But but one thing to note is that when the the engineers look at what's going to happen in the future, there could be a disconnect between the type of data. Historical data is looking at the actual numbers of attendees, but the stuff that's being estimated is, of course, not known yet. So continuing on with the example, imagine that they look at the different popcorn sales. They they merge that with the attendance dataset. You're doing what looks to be a pretty decent, you know, model fit with the data you have.
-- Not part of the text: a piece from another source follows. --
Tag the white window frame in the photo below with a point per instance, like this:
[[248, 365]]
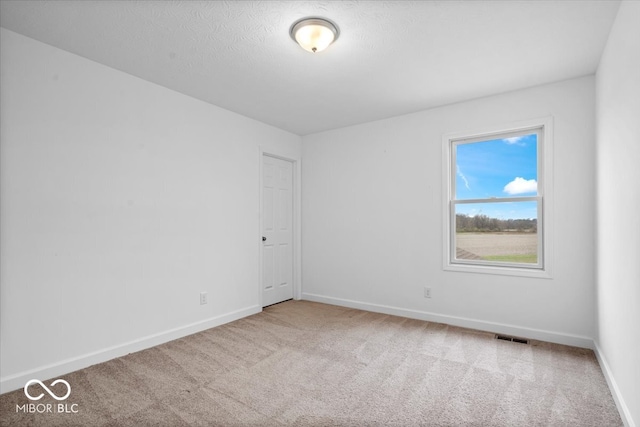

But now when you start to do predictions, when you look at the month of September and knowing that the month of September is giving you slightly different types of values and you see that the estimates are in the line plot that he shows here really inflated, like massively inflated from what we see the model saying in the previous month of August. So and the takeaway is that the model is predicting or predicting popcorn sales in the future are going to be double what they see in the month of data that they use to train the data.
That doesn't quite check. So doing a little diagnosis, doing some nice little distribution plots, you see that the pattern of attendance doesn't look anything alike. They look heavily skewed in September compared to the more balanced month of August. And why is this? Well, the estimated attendance figures in September were based on the capacity of the movie theater, the number of seats inside, which is different, of course, than what the actual measures were back in the month of August where they used actually the number of people sitting in the theater at that time. So this is illustrating a case where maybe there's a bit of a disconnect in terms of the type of data that's going to go into your forecast versus the type of data you're using to train the data. So to motivate what John would do in this, you know, solving the issue, instead of using the actual number of movie attendees in August, he recommends moving using the capacity of the theater as additional or replacing the metrics with the capacity numbers instead. And when you do that, then you get data that looks more realistic in his opinion compared to what we saw before.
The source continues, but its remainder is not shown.